Had lunch with Kelly McTaggart of the Canadian Association of Petroleum Producers on Tuesday.

OK, there were about 50 Rotarians in the room too, so it’s not like I had an exclusive (thanks to Rod Holmes for the invite).

McTaggart is the Advisor, Exploration and Production Engagement for the Canadian Association of Petroleum Producers, the voice of Canada’s upstream oil and natural gas industry. Try fitting that on your business card.

All three local Rotary clubs brought her in to hear what she had to say.

And it was certainly an interesting discussion.

There were a few items that I found particularly interesting. The first was a graph she showed about global carbon emissions. Globally, Canada is responsible for about 1.7 per cent of the world’s carbon emissions. This stat often gives rise to the argument, which was brought up by an audience member, why are we so worried about reducing our emissions when the we are such a small player on the global stage?

McTaggart didn’t bite, stating that reducing carbon emissions is a goal of the oil and gas industry and that this country’s liquefied natural gas industry is all about helping other countries reduce their emissions by getting them off coal and other more polluting energy sources.

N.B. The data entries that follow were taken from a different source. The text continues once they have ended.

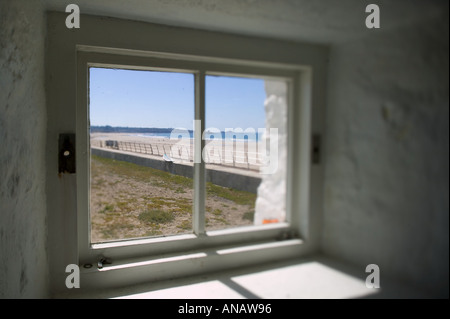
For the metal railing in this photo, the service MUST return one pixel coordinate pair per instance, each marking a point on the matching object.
(236, 155)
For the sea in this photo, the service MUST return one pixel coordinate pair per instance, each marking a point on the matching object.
(239, 136)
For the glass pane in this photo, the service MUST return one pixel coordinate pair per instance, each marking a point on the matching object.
(137, 186)
(245, 151)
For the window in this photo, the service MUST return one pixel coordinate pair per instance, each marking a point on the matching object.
(155, 182)
(134, 190)
(282, 70)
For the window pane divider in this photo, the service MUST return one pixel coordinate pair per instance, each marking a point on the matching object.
(198, 220)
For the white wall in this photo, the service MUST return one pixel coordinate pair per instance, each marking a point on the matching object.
(23, 210)
(386, 193)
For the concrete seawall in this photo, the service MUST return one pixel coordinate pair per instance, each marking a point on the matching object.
(217, 177)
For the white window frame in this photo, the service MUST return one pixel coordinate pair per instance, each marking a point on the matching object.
(125, 42)
(201, 67)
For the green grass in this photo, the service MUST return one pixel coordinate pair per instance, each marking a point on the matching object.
(236, 196)
(173, 182)
(249, 216)
(156, 216)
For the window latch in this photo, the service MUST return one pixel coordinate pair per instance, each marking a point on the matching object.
(103, 261)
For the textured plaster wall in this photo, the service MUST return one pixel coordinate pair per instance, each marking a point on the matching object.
(386, 193)
(23, 255)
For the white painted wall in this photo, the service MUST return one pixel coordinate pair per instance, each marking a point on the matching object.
(386, 181)
(23, 210)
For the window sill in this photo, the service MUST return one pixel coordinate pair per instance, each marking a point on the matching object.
(128, 272)
(310, 277)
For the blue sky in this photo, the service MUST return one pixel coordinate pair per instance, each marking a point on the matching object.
(163, 99)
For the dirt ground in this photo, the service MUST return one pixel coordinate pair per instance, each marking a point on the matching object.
(127, 203)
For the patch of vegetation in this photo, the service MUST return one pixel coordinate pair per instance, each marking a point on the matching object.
(107, 208)
(236, 196)
(249, 216)
(156, 216)
(185, 225)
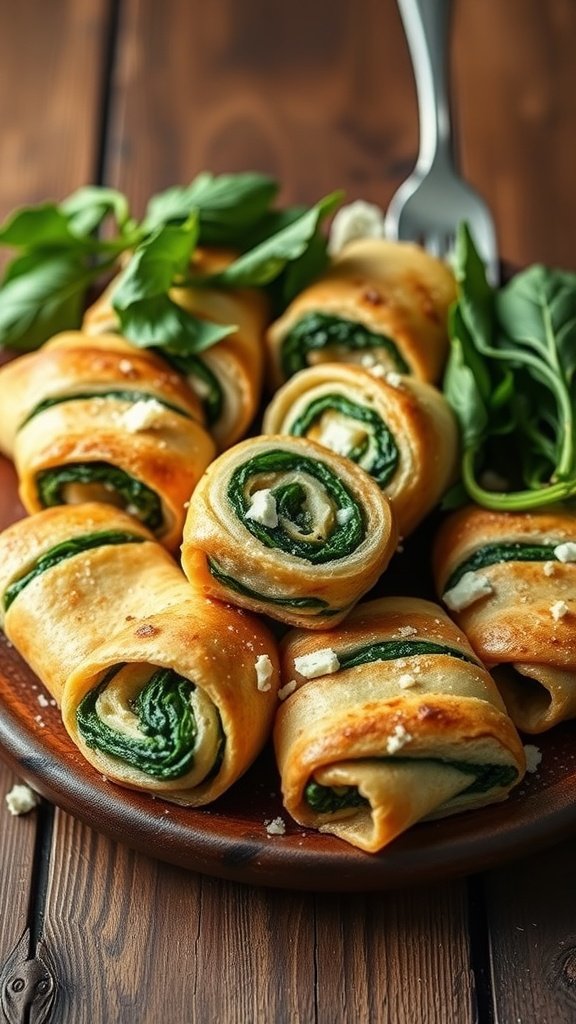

I’ve never liked the argument that Canada is a small player so we shouldn’t be too worried about reducing our emissions. I liken it to being a member of a firing squad: The fact you used a .22 and everyone else used an assault rifle doesn’t make you any less responsible for the condemned man’s death.

Plus, Canada’s 36 million people account for about 0.5 per cent of the world’s population so when it comes to spewing crap into the air, we punch well above our weight.

Prior to the economic meltdown of 2008, the industry was putting about $80 billion a year into drilling. That dropped to about $40 billion a year and, for a variety of reasons (a big one being its cheaper and faster to drill wells in the U.S.) the investments in drilling still haven’t recovered and 2019 is looking like the number will drop to about $35 billion.

If you don’t like the oil and gas industry that’s good news, if you like (or have investments in) the industry, that’s not-so-good news.

But make no mistake about it, even with reduced drilling, the industry will be able to fill the TransMountain, Keystone XL, and Line 3 pipelines, should they get built. The push for pipelines is all about increasing capacity. In addition, one of the benefits of the TransMountain, McTaggart said, is that it will be the only pipeline delivering Canadian oil to markets other than the U.S.

With the Canadian Senate looking to put the kibosh on the moratorium on oil tankers on B.C.’s north coast I asked whether there was an any appetite for dusting off the Northern Gateway project. “No,” was the answer.